Writing

Night and the Black Wolf

In a garden of black trees the Queen of the Unseelie Court paced, trailing midnight-blue velvet carelessly through the wet grass. At her side walked a huge black wolf, its shoulder as high as her waist.

“You have done well,” Night said, trailing a hand over the rough head of the barghest walking beside her. He shrugged off her hand, irritated at being treated as one of her pets. As her oldest soldier, and her assassin, he was allowed his irascibility.

“The Tower holds firm, and the Moon is drowned. We are close to ending the reign of the Court of the Light,” he rumbled.

Night reached up and grasped a white apple from one of the twisted black trees.
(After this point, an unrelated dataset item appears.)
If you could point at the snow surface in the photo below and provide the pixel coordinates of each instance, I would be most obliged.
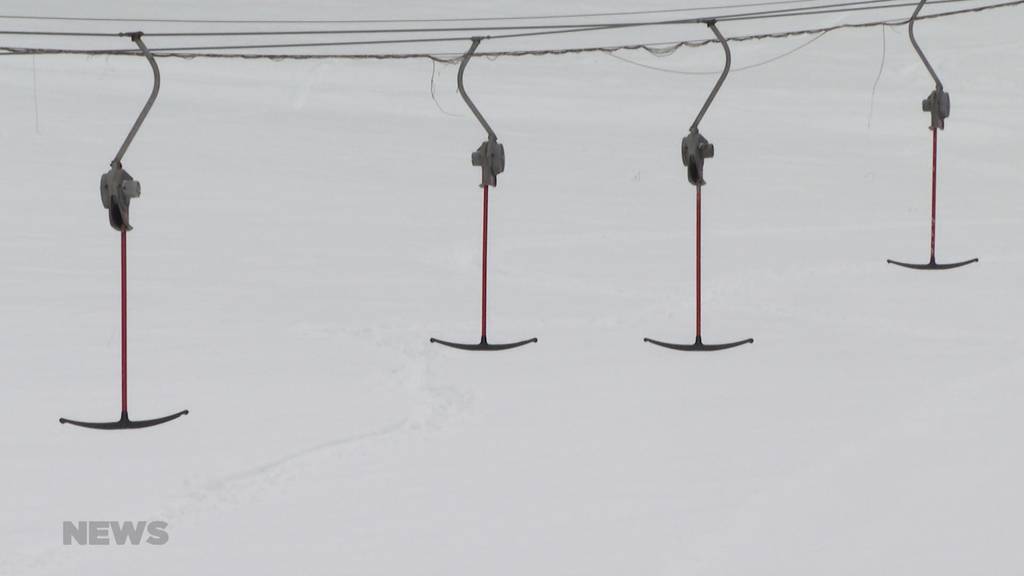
(305, 227)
Pulling it free, she studied the pale surface in the dim light. “Plans are fragile,” she said. “Plans that take a generation to come to fruition can be broken in a moment, and there are still pieces in play.”
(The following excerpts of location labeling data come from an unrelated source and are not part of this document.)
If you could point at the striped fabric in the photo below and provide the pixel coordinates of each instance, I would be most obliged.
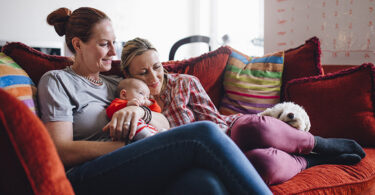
(251, 84)
(15, 81)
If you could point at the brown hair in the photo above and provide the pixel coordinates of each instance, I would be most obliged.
(78, 23)
(132, 48)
“The children?” the black wolf asked, looking up at her as they paced. “They are young, and weak. And they know nothing of what has happened.”
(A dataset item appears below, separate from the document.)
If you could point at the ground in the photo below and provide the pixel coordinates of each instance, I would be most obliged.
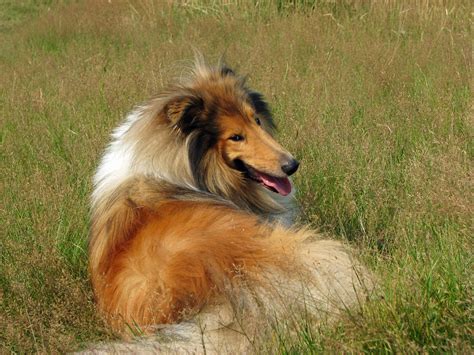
(373, 98)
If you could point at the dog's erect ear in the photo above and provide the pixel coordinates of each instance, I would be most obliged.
(225, 70)
(185, 112)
“Be sure that they remain that way,” snapped Night, tossing the white apple into the darkness and turning on her heel in a flurry of shadowed skirts. “Light may yet make her move. We must not be complacent.”

Ebony hair trailing in her wake, she strode to the spill of light coming from the arched door into the palace. With a sigh, the great black wolf turned and walked into the deep shadows of the forest.